Hay muchas cosas que se hacen sin ganas. Hay gente que se levanta sin ganas, que va a su trabajo sin ganas, que estudia sin ganas, que juega sin ganas, que fomenta relaciones interpersonales sin ganas, que vive una vida espiritual sin ganas, en fin, viven una vida “sin ganas”. Usualmente estas personas viven sin propósito y carecen de pasión en lo que hacen. Son personas que han perdido su enfoque y se desubican fácilmente con las múltiples distracciones que se presentan en la vida.

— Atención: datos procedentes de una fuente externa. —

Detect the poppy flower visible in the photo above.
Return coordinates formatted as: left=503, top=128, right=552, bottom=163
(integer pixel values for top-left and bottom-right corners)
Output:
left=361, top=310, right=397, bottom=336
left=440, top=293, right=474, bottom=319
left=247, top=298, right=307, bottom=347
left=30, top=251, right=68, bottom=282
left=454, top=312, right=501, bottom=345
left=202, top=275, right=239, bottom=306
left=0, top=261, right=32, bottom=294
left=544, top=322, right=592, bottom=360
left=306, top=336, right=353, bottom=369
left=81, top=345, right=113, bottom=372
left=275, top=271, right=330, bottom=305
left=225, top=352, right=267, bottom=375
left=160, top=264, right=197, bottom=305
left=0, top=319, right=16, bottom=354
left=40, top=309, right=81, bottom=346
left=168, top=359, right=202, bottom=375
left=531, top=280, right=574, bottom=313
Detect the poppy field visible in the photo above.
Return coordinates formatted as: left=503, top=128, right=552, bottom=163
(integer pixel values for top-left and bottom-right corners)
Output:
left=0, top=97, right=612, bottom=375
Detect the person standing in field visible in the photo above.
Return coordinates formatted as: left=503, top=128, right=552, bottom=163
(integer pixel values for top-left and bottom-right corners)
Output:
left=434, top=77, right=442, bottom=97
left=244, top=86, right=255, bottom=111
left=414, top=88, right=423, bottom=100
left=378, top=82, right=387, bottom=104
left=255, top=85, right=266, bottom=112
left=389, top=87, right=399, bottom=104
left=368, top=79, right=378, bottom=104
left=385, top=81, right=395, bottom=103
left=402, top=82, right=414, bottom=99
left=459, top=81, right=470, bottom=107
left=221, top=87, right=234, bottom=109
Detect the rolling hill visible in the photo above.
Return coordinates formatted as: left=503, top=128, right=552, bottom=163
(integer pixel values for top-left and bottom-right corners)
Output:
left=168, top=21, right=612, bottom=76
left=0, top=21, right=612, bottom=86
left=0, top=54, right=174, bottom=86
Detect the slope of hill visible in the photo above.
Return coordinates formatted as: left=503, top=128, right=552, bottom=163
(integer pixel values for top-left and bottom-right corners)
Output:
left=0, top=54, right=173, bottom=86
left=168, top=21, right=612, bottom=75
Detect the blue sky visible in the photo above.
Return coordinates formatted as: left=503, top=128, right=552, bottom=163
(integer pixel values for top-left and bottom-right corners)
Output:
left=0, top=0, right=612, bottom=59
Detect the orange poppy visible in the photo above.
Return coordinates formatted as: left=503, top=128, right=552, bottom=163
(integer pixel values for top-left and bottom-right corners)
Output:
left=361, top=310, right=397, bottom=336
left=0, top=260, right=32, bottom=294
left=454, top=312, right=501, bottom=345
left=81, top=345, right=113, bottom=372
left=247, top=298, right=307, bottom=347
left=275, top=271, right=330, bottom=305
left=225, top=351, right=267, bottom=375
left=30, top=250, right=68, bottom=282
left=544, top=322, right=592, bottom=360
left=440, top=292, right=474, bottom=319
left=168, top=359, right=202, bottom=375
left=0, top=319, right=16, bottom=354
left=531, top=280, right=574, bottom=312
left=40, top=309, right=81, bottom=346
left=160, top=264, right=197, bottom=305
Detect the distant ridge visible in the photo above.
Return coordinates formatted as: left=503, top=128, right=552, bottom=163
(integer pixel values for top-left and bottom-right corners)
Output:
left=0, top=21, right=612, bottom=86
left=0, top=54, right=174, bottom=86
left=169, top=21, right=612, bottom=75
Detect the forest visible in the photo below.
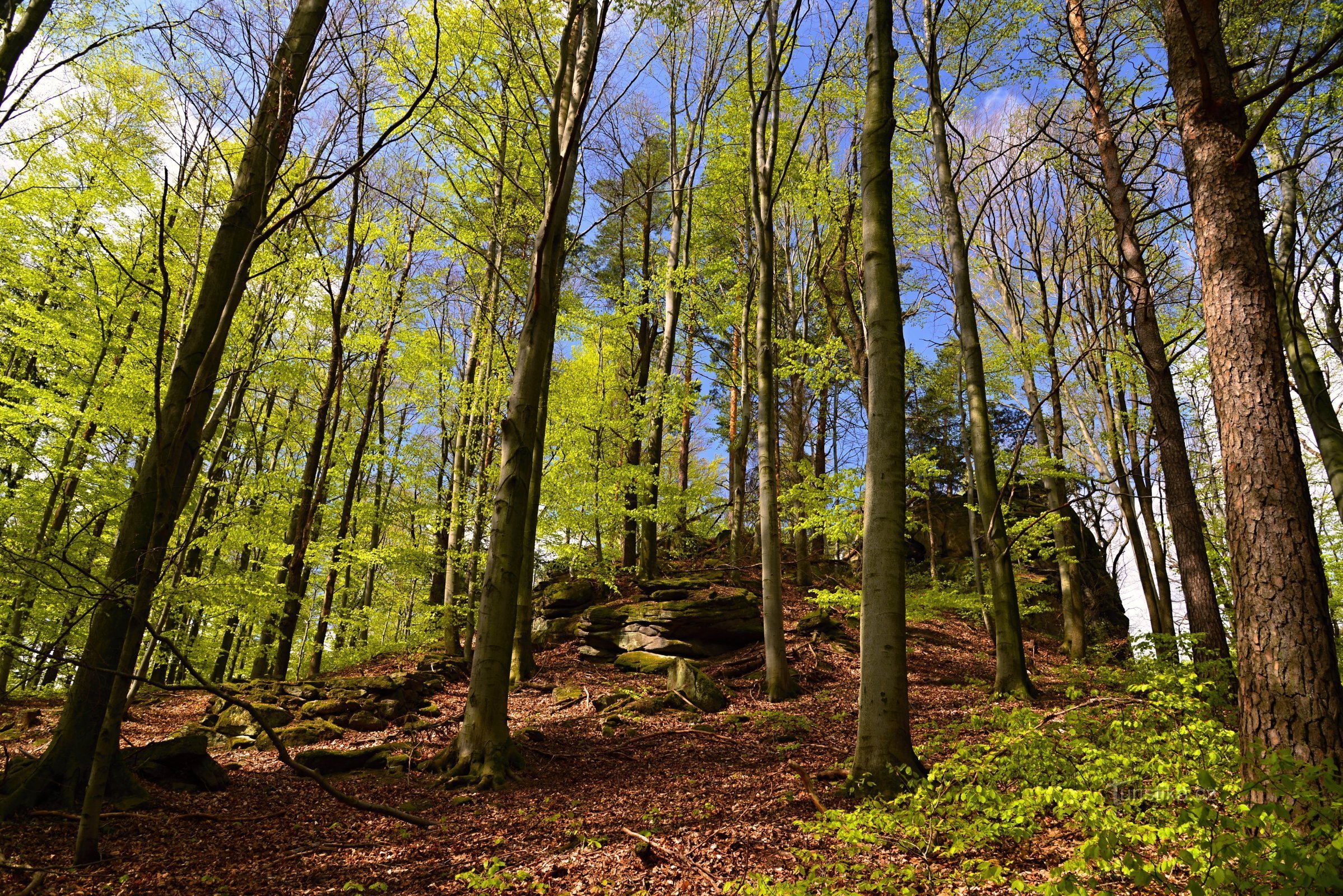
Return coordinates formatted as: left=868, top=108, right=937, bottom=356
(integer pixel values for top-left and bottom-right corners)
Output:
left=0, top=0, right=1343, bottom=896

La naturaleza pecaminosa que poseemos los seres humanos contribuye a que no tengamos ganas para hacer lo bueno, ni para poner nuestro mejor esfuerzo en las tareas cotidianas. Parece ser que nuestra misma carne se confabula para que no hagamos el bien que queremos hacer. El apóstol Pablo experimentó esto y nosotros también lo experimentamos día tras día. Entonces, ¿qué podemos hacer? Bueno, con ganas o sin ganas, recuerda que Dios premia la obediencia, exalta la fidelidad y rechaza los sacrificios en vano. Así que como dicen mis hermanos mexicanos: “Echémosle muchas ganas”. La Biblia dice en Romanos 8:1, “Ahora, pues ninguna condenación hay para los que están en Cristo Jesús, los que no andan conforme a la carne, sino conforme al Espíritu”, (RV1960).